In 2024, the percentage of ransomware victims who paid a ransom increased markedly to 16.3%, more than double the previous year’s 6.9%, according to a recent study by Hornetsecurity. Data loss also skyrocketed, rising from 17.2% in 2023 to 30.2% in 2024. Additionally, 5% of organizations reported a complete loss of the affected data.

These trends coincide with a decline in data recovery rates, which have fallen to a new low. And the growing sophistication of cyberattacks has reduced the data recovery rate of companies affected by ransomware from 87.4% in 2021 to 66.3% in 2024.

“Generative AI is changing the rules of the ransomware game, making attacks smarter and organizations understandably more nervous. It is promising to see more and more companies taking out ransomware insurance, but awareness is not enough,” says Daniel Hofmann, CEO of Hornetsecurity.

Ransomware and data loss

The study also revealed that email and phishing attacks remain the most common attack vectors for ransomware, responsible for 52.3% of attacks. Although the volume of attacks has decreased slightly, from 21.1% in 2021 to 18.6% in 2024, the severity of these attacks has increased.
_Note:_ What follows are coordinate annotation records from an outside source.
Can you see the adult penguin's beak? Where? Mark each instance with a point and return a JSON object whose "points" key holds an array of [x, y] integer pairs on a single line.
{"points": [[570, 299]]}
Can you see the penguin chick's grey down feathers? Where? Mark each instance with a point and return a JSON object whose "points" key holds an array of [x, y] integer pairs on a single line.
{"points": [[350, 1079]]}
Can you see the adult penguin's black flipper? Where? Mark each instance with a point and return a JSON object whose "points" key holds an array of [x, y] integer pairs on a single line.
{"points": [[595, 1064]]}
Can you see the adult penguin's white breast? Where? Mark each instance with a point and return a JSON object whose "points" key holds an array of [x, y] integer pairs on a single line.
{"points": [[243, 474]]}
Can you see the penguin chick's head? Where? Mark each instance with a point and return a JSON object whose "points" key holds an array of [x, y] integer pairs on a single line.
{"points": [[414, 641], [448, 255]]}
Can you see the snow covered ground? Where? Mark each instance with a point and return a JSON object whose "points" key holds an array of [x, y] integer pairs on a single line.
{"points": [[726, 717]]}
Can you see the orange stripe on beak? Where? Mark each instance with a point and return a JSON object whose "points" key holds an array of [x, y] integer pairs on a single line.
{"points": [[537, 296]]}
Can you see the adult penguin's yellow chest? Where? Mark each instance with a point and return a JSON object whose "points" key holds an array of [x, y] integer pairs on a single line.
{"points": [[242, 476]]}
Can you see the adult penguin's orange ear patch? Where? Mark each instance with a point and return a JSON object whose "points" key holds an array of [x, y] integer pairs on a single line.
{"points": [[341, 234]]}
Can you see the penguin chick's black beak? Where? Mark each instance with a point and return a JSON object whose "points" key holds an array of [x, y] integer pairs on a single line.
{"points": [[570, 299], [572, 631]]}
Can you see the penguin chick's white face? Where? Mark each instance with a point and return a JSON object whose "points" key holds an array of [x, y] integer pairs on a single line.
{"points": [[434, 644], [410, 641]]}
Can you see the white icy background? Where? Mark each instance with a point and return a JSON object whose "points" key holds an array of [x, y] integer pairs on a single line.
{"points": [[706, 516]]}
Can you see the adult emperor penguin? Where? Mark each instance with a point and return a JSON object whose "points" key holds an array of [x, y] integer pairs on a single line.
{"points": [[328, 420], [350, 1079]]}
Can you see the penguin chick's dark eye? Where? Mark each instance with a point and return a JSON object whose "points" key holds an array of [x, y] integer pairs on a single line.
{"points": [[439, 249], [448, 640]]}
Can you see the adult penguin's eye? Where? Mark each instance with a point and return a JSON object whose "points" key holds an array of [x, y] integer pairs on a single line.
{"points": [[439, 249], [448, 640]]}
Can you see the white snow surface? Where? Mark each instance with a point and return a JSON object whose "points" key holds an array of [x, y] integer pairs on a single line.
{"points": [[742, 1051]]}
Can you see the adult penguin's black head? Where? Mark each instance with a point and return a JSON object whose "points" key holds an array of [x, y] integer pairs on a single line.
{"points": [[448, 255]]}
Daniel Hofmann highlights the need for constant vigilance in the face of the evolving threat landscape. Data indicates that although fewer attacks are reported, the results are much more damaging, with potentially devastating consequences for affected organizations.

Generative AI: a double-edged sword

Generative AI has increased concerns about these types of cyberattacks, with 66.9% of respondents indicating greater concern. Although 89.4% of companies recognize the risks, only 56.3% of leaders are actively involved in prevention strategies.

Similarly, 84.1% of respondents consider ransomware protection an IT priority, and 87% have established disaster recovery plans. However, some organizations do not adequately prioritize this threat.

Well, although 95.8% value cybersecurity training, there are concerns about time and cost. The majority of ransomware attacks come from emails and phishing, underscoring the need for ongoing and up-to-date training.

Trends in awareness and insurance

Awareness of the impact of ransomware on Microsoft 365 data has improved significantly, with only 9.8% of respondents now unsure of its vulnerability, up from 25.3% in 2022. In addition to this, the Ransomware insurance adoption has increased markedly, with 54.6% of organizations purchasing coverage in 2024, up from 37.9% in 2022.